There’s nothing wrong with personal re-branding. Transformation, for any business it’s the tenet of the digital era. However, you have to be organised about it to make any kind of progress. Above all you must be truthful, both with yourself and with your stakeholders. When deceit is revealed (and it is “when” not “if”), it will inevitably destroy the trust that’s essential to business or personal success.

We’ve always spoken of “helping” customers, but the truth is businesses have tended to manipulate them and salespeople have been their primary tool. Now is the time to right past wrongs. One of the buzz-words of the digital era is “transparency”. The truth is out there and the internet places it within reach of anyone with the patience to look. 

While we often hear about scams and the Internet’s power to deceive, it’s biggest strength by far is it’s ability to reveal. This can be in the form of advice and instructions, but it’s also been responsible for bringing businesses around the world to their knees, exposing them as frauds, revealing their lies. As hard as they may try to operate beneath a cloak of deceit, the truth can’t be buried so deep that it won’t surface at some point. Witness the auto industry’s “dieselgate” where global manufacturers have been shown as guilty of “massaging” emission figures.
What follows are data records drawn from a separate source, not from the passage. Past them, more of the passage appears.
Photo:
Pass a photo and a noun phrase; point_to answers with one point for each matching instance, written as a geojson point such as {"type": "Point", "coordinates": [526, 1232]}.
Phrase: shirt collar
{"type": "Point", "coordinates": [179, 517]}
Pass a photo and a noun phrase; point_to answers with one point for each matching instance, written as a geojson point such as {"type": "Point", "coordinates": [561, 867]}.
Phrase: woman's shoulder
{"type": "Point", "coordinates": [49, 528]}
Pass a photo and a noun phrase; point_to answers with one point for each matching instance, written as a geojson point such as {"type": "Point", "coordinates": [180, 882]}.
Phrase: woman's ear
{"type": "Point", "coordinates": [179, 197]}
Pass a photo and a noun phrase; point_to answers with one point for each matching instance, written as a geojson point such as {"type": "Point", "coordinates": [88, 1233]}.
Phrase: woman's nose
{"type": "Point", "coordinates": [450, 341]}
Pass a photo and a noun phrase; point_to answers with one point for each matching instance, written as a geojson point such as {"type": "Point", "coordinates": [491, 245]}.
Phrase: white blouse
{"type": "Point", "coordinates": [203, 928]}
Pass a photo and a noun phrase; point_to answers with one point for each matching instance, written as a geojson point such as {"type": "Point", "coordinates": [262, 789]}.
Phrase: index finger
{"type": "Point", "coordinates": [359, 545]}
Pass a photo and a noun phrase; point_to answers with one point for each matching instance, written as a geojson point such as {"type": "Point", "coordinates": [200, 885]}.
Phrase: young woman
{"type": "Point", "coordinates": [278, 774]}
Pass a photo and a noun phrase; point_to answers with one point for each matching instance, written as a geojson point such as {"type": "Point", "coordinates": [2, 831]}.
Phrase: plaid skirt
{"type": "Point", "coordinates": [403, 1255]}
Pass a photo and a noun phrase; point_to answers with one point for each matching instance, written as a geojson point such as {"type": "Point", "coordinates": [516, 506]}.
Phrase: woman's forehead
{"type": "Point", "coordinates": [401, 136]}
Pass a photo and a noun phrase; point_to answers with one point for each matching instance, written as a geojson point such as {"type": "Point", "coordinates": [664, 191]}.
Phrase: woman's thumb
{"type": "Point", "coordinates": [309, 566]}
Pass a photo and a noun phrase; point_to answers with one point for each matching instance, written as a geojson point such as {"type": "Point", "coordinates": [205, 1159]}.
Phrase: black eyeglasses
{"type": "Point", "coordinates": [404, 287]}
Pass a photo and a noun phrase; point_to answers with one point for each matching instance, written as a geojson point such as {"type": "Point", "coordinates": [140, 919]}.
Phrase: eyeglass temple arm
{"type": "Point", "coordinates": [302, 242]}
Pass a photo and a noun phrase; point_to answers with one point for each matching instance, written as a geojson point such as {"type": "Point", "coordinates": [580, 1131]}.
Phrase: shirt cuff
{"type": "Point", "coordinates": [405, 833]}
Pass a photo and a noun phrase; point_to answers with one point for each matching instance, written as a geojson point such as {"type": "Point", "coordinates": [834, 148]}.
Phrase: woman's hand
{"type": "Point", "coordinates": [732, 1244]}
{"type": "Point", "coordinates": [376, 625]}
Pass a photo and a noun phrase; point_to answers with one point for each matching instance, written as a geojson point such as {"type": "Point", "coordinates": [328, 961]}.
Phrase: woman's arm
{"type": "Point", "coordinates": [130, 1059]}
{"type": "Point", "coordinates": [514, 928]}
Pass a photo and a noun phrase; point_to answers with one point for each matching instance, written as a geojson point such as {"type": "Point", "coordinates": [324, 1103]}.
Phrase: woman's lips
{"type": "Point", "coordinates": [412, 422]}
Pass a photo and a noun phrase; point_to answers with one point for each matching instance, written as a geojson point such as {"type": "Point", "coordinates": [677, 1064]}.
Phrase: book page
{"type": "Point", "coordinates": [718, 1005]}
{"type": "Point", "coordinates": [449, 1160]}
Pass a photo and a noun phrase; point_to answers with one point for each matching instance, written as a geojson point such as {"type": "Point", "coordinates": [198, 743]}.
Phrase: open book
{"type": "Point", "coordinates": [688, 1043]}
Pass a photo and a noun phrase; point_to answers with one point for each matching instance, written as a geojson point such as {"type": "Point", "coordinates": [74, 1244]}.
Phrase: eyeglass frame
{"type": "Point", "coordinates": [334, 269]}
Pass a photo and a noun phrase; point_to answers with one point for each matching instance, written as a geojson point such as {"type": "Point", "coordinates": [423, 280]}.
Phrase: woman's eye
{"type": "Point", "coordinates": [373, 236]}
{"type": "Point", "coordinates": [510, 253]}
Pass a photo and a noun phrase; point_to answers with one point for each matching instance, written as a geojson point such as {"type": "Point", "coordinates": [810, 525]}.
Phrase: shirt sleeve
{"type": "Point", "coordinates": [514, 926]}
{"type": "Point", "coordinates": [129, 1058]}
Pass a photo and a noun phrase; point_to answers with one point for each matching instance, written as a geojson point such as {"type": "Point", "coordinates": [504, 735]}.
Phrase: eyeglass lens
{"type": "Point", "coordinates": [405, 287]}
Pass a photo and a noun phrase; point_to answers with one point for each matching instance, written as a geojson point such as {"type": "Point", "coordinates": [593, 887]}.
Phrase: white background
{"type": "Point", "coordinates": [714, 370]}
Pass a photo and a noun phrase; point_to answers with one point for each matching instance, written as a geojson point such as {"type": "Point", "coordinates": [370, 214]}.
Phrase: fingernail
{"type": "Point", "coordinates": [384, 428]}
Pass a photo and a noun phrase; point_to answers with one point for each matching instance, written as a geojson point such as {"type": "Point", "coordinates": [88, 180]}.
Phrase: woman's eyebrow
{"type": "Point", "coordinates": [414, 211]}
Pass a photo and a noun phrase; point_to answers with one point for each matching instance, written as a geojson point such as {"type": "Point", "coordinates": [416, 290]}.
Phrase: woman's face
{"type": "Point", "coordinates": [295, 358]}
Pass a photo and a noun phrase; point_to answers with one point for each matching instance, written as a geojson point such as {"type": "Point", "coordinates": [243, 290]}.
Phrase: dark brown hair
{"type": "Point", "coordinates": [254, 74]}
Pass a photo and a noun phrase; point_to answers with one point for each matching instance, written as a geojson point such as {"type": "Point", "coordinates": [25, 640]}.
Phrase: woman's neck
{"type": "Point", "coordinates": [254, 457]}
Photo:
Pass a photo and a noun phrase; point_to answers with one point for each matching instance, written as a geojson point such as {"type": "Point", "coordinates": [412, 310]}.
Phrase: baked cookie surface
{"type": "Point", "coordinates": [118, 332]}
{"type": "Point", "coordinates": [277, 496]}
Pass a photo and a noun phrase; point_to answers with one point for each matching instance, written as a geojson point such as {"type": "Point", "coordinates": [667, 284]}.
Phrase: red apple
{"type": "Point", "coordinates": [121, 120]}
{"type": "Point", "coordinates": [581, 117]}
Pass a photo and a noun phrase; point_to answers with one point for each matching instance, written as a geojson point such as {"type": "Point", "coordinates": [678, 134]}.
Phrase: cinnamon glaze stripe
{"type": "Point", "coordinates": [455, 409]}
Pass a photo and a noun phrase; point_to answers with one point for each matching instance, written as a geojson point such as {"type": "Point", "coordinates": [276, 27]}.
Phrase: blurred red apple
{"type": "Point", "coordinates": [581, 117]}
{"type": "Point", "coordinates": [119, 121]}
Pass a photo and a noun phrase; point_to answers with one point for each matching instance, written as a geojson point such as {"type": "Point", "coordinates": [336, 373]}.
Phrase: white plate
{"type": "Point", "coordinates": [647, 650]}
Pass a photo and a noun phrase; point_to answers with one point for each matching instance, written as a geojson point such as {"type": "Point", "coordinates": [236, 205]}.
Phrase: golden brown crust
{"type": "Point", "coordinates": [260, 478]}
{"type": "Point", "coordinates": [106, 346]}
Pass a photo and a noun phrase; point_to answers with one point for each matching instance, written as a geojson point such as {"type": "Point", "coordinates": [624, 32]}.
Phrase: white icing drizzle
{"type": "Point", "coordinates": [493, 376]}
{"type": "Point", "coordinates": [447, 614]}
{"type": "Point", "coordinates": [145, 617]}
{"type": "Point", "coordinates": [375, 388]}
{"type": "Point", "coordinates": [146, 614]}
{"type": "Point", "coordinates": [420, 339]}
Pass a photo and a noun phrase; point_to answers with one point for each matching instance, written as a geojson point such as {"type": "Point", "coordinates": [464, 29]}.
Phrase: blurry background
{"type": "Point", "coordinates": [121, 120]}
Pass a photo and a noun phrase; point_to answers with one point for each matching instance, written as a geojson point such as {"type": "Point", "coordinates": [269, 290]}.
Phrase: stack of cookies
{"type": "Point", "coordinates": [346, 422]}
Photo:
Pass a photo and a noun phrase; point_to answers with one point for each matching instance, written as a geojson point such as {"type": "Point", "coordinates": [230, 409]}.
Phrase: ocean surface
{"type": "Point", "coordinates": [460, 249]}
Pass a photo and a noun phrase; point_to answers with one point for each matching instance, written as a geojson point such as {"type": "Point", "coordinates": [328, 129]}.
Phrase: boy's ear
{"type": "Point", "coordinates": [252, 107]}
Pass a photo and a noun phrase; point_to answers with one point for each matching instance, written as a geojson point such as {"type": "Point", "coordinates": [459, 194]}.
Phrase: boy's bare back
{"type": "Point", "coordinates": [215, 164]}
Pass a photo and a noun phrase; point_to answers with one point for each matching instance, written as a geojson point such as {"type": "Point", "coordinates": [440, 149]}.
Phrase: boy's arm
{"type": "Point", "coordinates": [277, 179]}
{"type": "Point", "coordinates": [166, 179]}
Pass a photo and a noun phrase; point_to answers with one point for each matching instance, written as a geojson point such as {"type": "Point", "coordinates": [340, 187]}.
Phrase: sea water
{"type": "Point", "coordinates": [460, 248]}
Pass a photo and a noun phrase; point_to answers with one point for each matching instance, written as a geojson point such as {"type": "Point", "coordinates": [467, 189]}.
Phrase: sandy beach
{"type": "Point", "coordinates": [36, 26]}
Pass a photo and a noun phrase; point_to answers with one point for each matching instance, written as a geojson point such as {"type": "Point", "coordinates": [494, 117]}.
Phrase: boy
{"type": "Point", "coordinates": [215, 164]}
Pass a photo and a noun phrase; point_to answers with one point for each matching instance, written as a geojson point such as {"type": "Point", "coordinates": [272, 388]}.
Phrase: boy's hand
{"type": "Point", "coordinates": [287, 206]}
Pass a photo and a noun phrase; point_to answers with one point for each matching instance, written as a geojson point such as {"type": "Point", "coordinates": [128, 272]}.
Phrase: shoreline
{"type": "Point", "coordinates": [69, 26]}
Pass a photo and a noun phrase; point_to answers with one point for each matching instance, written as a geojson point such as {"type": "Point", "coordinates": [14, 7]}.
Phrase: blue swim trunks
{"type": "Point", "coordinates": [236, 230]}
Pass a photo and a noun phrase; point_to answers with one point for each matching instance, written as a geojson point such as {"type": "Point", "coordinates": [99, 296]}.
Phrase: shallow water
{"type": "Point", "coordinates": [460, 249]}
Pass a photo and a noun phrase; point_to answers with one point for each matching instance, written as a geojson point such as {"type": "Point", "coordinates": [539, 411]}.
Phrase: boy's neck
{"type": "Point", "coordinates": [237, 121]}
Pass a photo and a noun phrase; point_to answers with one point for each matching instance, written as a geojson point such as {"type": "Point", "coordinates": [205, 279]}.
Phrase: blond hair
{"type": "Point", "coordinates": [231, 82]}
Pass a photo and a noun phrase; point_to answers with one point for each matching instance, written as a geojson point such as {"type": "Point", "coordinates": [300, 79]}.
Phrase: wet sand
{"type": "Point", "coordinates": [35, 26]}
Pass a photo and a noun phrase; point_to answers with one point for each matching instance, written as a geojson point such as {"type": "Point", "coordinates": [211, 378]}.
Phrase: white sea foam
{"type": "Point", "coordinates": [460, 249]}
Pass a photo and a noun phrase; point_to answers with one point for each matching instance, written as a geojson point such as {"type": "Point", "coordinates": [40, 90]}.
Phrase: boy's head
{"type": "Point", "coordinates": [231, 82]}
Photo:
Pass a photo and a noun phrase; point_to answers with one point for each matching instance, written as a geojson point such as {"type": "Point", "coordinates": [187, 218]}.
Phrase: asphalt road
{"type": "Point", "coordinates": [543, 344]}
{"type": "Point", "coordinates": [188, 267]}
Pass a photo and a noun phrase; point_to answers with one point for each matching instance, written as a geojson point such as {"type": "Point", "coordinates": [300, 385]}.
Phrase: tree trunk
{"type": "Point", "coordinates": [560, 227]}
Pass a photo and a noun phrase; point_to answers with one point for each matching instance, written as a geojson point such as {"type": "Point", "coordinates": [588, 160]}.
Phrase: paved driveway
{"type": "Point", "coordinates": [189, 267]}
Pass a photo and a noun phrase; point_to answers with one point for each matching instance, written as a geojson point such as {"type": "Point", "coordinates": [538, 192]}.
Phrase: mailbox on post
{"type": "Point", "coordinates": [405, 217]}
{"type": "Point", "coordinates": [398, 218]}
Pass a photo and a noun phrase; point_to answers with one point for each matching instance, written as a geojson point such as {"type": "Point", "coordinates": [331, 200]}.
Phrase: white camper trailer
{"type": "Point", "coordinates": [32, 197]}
Businesses rely less on manipulation these days, simply because the back-lash from having been found guilty of deceit is far greater than any business can afford. Honesty is definitely the best policy. Transparent businesses and brands also achieve more because they aren’t distracted by their efforts to maintain a facade. Their resources can be more profitably applied to the pursuit of “purpose” and it’s the same with individuals.

Don’t be afraid to be who you are, but be sure to apply your talent to something relevant to the digital age and remain keen to learn. Reveal and fill those gaps in your personal proposition, acknowledge and correct your faults and weaknesses to ensure you are always useful to society.

Today salespeople must shift to a more consultative role. Automated sales process will only become more efficient and, ultimately, I can’t think of a sector where businesses will need traditional salespeople. However, customers and prospects still need advice and guidance and they will seek out sources they feel they can trust, although it will rarely be face-to-face.

The Internet, has proved it’s worth again by revealing the self-serving motives of paid “influencers. As a consequence buyers have become even more discerning. They seek out reviewers who don’t have a connection to the manufacturers and have turned to instructive YouTube channels and on-line publications with advisory videos and articles that caveat their connection with manufacturers. Emerging media like these represent new opportunities for people who might otherwise have embarked on a traditional sales career. Their combination of extroversion, knowledge and those important abilities to establish trust and communicate, makes them ideal content presenters and writers.

The aim of every business these days is to create an automated business pipeline and the first step in nearly all of these is content. This points to just one of a number of obvious alternative career paths for people with the skills that would otherwise have taken them to a sales role.

However, it’s not for everyone and they are not the only show in town, which is why you need to go through your own Brand Discovery process, as would any business, to identify the opportunities, measure your capability against them and develop your personal re-branding strategy.